Don't expect a protest in Porty's honor any time soon.
The Dispatch sees him as competent enough and cheap enough that there's no real reason to make a change. Keep in mind, the Dispatch owns a stake in the team, so its hardly in their best interest to have a competent reporter who might actually ask tough questions. Someone to publish glorified press releases is just fine and that's all Aaron is.
Respected around the league? Don't confuse the fraternal camaraderie of fellow journalists for respect. If you pay attention to the hockey media, people like Bob McKenzie, Helene Elliott and (before his recent problems) Adrian Dater are truly respected by their peers for a variety of reasons. McKenzie is "the authority." He's the guy that when he says something is so, its so and everyone takes that as a given. This is true to a lesser extent for some of is TSN colleagues, but Bob is probably considered (and, rightly so) the top dog of hockey journalism. Helene Elliott has covered hockey for 30 plus years in two of the biggest media markets in the country and she started at a time when it was unconventional for women to cover sports in general let alone hockey. Personal problems (and personality problems) aside, Dater published two books about the team he covered getting far more in depth on the subject than your run-of-the-mill beat reporter. As a result, these people are held in high regards by their colleagues. Portzline is the guy other reporters hang out with and have a beer with when they are in Columbus and he's their "guy in Columbus" because...well, what's their other choice these days?

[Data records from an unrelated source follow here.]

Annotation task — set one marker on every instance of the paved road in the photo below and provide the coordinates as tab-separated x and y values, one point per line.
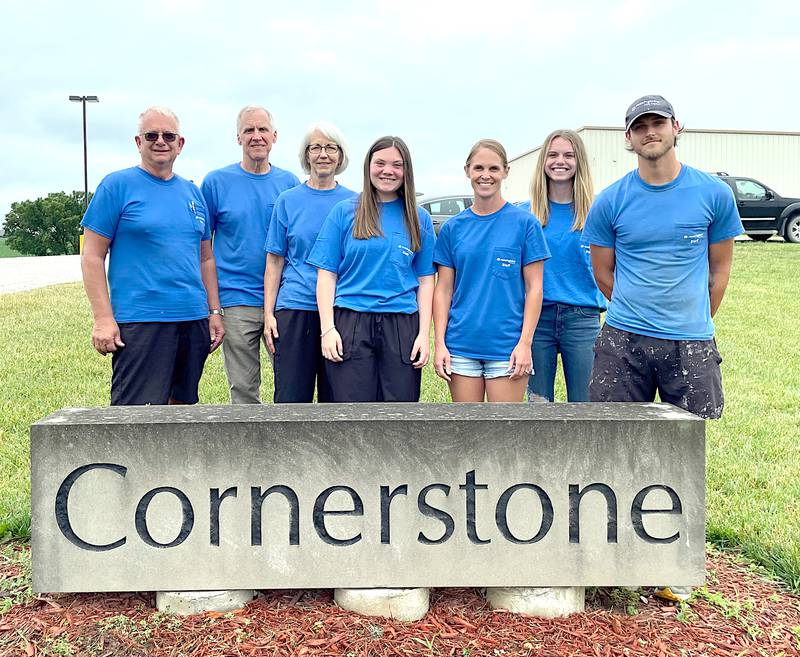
17	274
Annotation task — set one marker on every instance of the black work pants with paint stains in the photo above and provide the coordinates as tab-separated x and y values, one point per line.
632	367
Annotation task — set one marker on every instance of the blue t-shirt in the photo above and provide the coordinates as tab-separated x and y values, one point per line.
660	236
155	227
239	207
568	276
296	221
488	254
379	274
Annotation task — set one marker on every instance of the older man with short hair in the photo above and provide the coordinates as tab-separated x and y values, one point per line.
240	198
158	313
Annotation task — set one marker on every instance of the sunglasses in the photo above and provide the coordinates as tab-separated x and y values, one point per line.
168	137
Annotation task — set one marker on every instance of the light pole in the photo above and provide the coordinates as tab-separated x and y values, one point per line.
83	100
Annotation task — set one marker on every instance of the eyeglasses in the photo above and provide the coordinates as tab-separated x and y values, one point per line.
330	149
168	137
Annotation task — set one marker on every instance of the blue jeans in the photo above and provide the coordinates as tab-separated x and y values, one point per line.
572	331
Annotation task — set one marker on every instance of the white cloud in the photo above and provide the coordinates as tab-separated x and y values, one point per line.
441	74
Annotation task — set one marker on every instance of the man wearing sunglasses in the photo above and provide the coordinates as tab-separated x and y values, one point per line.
162	316
240	198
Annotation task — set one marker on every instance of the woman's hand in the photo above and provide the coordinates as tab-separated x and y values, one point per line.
421	351
441	362
332	346
520	363
270	331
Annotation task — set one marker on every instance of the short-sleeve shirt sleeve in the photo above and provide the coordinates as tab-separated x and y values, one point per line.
599	228
103	213
442	254
726	223
277	241
423	261
535	246
327	251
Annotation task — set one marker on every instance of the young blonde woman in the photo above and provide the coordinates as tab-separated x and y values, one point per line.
489	291
561	194
374	257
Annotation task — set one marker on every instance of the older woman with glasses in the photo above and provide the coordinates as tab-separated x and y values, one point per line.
291	318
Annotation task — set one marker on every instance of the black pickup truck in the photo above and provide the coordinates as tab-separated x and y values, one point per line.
764	213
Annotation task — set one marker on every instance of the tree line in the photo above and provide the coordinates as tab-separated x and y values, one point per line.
46	226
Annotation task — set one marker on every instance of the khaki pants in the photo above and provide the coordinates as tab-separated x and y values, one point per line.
241	352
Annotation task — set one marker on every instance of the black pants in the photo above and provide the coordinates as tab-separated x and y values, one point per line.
160	360
299	364
631	367
377	357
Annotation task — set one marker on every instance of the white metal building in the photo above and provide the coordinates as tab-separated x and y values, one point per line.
770	157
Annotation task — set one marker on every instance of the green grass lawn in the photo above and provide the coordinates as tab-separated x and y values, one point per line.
6	251
753	472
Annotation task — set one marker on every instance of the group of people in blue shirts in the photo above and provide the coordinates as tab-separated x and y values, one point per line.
351	283
342	287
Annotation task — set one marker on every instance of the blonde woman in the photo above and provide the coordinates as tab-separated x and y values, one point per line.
489	290
561	194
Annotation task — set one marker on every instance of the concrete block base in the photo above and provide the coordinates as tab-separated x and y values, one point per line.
400	604
545	602
187	603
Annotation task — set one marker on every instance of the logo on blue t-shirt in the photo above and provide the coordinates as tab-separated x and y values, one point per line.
199	213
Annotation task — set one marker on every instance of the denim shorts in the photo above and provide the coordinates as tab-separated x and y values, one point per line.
488	369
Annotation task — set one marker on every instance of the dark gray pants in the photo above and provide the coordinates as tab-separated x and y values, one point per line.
632	367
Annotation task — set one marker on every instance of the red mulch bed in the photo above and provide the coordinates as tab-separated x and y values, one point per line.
753	617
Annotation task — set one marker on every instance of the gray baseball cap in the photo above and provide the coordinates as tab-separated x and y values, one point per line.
648	105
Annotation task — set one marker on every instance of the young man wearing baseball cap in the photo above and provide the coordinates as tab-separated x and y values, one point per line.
661	243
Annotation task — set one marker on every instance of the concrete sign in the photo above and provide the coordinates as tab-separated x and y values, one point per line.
367	495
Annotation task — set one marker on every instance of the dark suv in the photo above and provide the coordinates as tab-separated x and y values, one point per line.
764	212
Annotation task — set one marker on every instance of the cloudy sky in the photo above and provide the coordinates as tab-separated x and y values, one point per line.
439	73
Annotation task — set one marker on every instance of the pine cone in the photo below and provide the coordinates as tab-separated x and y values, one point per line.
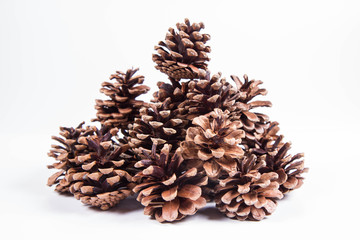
174	93
212	92
275	152
207	94
183	55
67	154
214	141
254	123
167	191
122	107
101	180
156	125
248	194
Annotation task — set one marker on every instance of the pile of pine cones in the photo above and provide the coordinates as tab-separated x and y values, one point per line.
200	139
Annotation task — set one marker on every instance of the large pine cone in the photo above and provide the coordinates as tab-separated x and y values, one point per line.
214	141
67	154
215	92
248	194
122	107
183	55
156	125
275	152
93	166
254	123
167	191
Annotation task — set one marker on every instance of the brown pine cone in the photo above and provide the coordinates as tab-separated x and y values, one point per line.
167	191
248	194
100	178
156	125
183	55
275	152
254	123
214	143
207	94
122	107
174	94
67	154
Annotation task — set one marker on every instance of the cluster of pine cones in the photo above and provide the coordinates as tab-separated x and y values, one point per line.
200	139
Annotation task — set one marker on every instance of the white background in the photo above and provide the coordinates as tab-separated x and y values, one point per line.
55	54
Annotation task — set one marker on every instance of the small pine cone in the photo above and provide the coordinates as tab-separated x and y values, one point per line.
206	94
102	179
156	125
275	151
67	154
289	168
174	93
248	194
254	123
183	55
122	107
167	191
214	142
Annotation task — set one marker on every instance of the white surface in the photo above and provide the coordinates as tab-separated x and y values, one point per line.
55	54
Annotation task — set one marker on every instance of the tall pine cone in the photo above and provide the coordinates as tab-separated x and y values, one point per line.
254	123
275	152
214	141
167	191
248	194
183	55
156	125
122	107
215	92
67	154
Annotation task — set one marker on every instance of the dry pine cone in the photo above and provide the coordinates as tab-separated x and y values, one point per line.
167	191
122	107
214	141
67	154
183	55
248	194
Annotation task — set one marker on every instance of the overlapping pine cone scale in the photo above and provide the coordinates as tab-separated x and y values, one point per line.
157	125
67	155
167	191
248	194
212	92
99	176
213	143
183	54
122	107
289	167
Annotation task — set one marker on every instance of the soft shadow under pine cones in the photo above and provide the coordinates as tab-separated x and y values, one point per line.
202	138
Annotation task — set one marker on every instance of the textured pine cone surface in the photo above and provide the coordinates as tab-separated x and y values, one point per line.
67	155
200	139
167	191
122	107
183	54
156	125
99	177
215	142
248	194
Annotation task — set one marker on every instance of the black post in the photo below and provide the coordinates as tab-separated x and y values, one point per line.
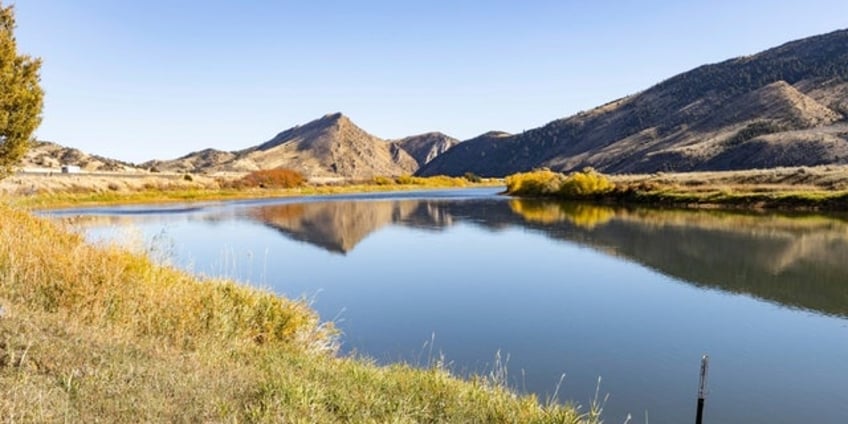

Maybe its a generational thing, but the reason it "matters" is because real journalists, not those of us who post on the Internet or on social media, but people who hold themselves out as belonging to the profession of journalism, should be held to a higher standard. That's been one of my problems with the blogification and now Twitterization of traditional media. Guys like Portzline and Arace like to look down their nose at non-professionals (look back to Arace's column prior to Hitch's dismissal as Exhibit A) while at the same time they have become lax in upholding basic standards of journalism. To have such lax standards while continuing along a subscription-based model as The Dispatch has seems particularly offensive--if you are not going to hold your online publication to the same standard that print journalism has held itself to for the last century (ex. multiple sources for a story), what justifies the premium you are charging?